You are right. It was about wealthy landowners, who just happened to be white. It wasn't about race. It was about wealth.

But I have to agree with John. "Originalism" is utter BS. Anyone who knows anything about our history (besides the fact that the actual document gives ways to amend it, which was by design of our founders), knows that they wanted it to be a living document for all times. Personally, I'm of the mind that you don't touch the big 10, since those are the foundation of our country, but the rest is very living as you can make amendments. Even the big 10 are up to interpretation, but never revision. 

 
 
 
Sean Treacy
3.2.1  Sean Treacy  replied to  Perrie Halpern R.A. @3.2    2 weeks ago
utter BS. Anyone who knows anything about our history (besides the fact that the actual document gives ways to amend it, which was by design of our founders), knows that they wanted it to be a living document for all tim

Yes, they included an amendment process. If that's what you mean by a living document, you are correct. If not, you are wrong. The point of a written constitution is to create certainty. If it just constantly evolves based on whim, why even have a constitution at all?

Personally, I'm of the mind that you don't touch the big 10, since those are the foundation of our country, but the rest is very living as you can make amendments

The Constitution and the Amendments should all be treated equally. To create a artificial hierarchy of what clauses matter and what don't undermines the very purpose of a written Constitution . We either have a contract with the government that fixes it powers and our rights, or we don't.  I prefer to have my rights spelled out and treated as sancrosanct, not subject to "evolving" and being taken away or restricted based on the political preferences of 5 unelected justices

 
 
 
Vic Eldred
3.2.2  Vic Eldred  replied to  Perrie Halpern R.A. @3.2    2 weeks ago
knows that they wanted it to be a living document for all times.
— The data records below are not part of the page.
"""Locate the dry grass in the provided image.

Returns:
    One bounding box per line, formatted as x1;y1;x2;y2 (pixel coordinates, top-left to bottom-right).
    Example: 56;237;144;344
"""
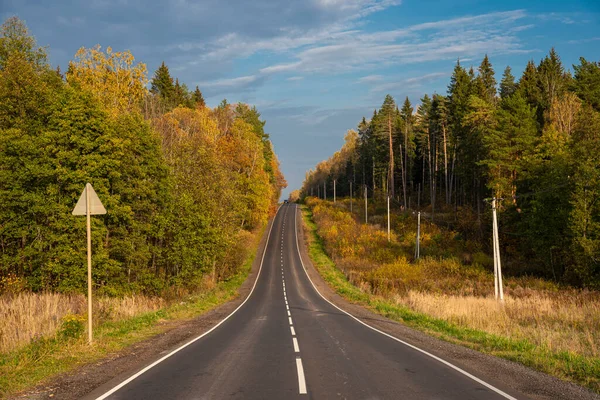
306;197;600;360
397;290;600;358
0;292;165;354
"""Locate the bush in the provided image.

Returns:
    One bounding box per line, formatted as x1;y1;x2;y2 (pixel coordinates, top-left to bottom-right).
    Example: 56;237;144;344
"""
58;314;85;340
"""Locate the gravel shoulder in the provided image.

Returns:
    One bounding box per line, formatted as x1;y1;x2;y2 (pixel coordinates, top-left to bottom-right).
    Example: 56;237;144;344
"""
294;206;599;400
12;215;275;400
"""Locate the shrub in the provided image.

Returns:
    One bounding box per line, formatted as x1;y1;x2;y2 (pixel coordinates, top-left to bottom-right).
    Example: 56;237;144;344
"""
58;314;85;340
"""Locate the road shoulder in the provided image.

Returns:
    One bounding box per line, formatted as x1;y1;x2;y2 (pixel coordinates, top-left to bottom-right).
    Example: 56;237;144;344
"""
294;205;599;400
13;214;277;400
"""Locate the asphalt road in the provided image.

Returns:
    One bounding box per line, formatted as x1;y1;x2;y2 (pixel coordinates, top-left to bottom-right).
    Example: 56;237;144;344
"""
92;203;526;400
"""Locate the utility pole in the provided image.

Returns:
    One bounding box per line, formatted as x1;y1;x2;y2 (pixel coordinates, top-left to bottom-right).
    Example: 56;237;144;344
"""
364;185;368;224
492;198;504;302
417;183;421;210
387;195;391;242
350;182;353;213
334;179;336;204
415;212;421;259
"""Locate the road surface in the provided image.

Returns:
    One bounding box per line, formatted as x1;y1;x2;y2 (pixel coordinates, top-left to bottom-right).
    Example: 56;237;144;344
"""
92;204;525;399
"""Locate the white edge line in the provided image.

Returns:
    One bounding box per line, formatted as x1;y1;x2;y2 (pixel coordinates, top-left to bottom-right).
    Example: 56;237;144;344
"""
292;205;518;400
296;357;307;394
94;205;283;400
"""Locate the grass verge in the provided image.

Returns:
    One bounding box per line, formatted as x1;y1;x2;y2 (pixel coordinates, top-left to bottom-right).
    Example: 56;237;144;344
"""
0;225;264;399
301;205;600;393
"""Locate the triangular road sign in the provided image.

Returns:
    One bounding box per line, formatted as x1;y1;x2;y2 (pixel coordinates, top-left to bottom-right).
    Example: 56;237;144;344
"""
72;183;107;215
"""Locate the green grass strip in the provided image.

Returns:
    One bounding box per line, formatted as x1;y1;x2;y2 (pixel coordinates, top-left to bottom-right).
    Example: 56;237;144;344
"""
301;205;600;394
0;226;263;399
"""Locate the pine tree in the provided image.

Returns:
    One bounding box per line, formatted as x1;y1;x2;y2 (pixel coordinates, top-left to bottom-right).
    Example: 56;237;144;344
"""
537;48;570;125
482;93;537;201
447;60;472;206
415;94;432;199
476;55;497;103
374;95;397;197
573;57;600;111
569;106;600;286
399;97;415;207
193;86;206;108
517;60;541;108
173;78;184;107
150;61;174;100
500;66;517;99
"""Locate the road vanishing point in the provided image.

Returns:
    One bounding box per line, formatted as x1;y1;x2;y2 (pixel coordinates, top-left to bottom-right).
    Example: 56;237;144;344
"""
87;204;525;400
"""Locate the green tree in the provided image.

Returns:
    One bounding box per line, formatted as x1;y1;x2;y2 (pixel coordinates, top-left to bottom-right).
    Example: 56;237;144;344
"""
475;54;497;103
572;57;600;111
482;93;538;202
192;86;206;108
150;61;174;100
537;48;570;125
569;106;600;286
518;60;541;109
500;66;517;99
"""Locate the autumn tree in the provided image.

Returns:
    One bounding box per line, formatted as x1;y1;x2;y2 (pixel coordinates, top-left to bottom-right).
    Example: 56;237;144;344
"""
67;45;148;117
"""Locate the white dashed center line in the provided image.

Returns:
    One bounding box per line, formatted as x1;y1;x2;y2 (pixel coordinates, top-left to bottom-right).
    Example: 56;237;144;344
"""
282;206;306;395
296;358;307;394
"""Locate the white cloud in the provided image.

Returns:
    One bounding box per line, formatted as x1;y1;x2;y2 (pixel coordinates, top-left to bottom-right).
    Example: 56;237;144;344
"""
255;10;532;76
358;74;384;83
287;76;304;81
370;72;448;93
199;74;268;95
194;9;534;96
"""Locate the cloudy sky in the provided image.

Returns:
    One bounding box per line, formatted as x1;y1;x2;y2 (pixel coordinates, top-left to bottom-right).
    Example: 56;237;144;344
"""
2;0;599;198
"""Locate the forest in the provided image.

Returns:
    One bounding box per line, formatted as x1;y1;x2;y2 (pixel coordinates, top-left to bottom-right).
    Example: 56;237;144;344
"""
0;17;286;295
301;49;600;288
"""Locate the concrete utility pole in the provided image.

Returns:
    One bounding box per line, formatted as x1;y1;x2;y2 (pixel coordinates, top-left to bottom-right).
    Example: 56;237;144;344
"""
334;179;336;204
350;182;353;213
364;185;368;224
491;198;504;302
415;212;421;259
387;195;391;242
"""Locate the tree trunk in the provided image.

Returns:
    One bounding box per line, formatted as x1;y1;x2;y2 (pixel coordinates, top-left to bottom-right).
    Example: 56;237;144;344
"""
399;143;407;209
443;124;449;205
388;115;395;198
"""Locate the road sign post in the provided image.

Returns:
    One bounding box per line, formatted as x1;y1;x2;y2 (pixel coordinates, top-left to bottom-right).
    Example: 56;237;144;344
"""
73;183;106;344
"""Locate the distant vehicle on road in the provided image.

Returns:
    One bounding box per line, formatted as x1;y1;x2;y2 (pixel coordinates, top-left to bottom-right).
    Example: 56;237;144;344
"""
283;199;289;204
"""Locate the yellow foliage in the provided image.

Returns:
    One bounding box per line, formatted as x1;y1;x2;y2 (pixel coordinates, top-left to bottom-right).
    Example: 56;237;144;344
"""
67;45;148;117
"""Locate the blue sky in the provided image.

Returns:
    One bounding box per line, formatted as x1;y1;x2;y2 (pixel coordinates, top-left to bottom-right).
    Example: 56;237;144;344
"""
2;0;599;198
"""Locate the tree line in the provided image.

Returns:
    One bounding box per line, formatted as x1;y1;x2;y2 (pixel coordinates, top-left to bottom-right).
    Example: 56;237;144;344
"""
0;17;286;295
301;49;600;288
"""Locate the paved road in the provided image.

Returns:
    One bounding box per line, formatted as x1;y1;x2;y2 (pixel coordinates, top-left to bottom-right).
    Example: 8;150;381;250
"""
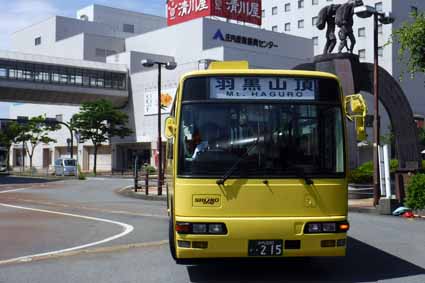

Ruling by empathy will never work. Laws need to be codified and respected by all sides. The living breathing constitution that liberals live by is a sham.

 
 
 
Dulay
3.2.3  Dulay  replied to  Perrie Halpern R.A. @3.2    2 weeks ago
Personally, I'm of the mind that you don't touch the big 10, since those are the foundation of our country, but the rest is very living as you can make amendments. Even the big 10 are up to interpretation, but never revision. 

Yet the Congress basically eviscerated 'the big 10' with the "Military Commissions Act". It took 2 years for the SCOTUS to overturn the worst part of that law. 

 
 
 
Tacos!
5  Tacos!    2 weeks ago
Originalism insists the Constitution is stuck in time; therefore so is America.

No, that's really not it at all. It's just about trying to understand the thinking of the people who wrote the Constitution. Courts employ that approach all the time with modern laws. Why wouldn't you?

But this misunderstanding (or deliberate misrepresentation) of originalism is what leads people to make ridiculous arguments like the 2nd Amendment should only apply to muskets.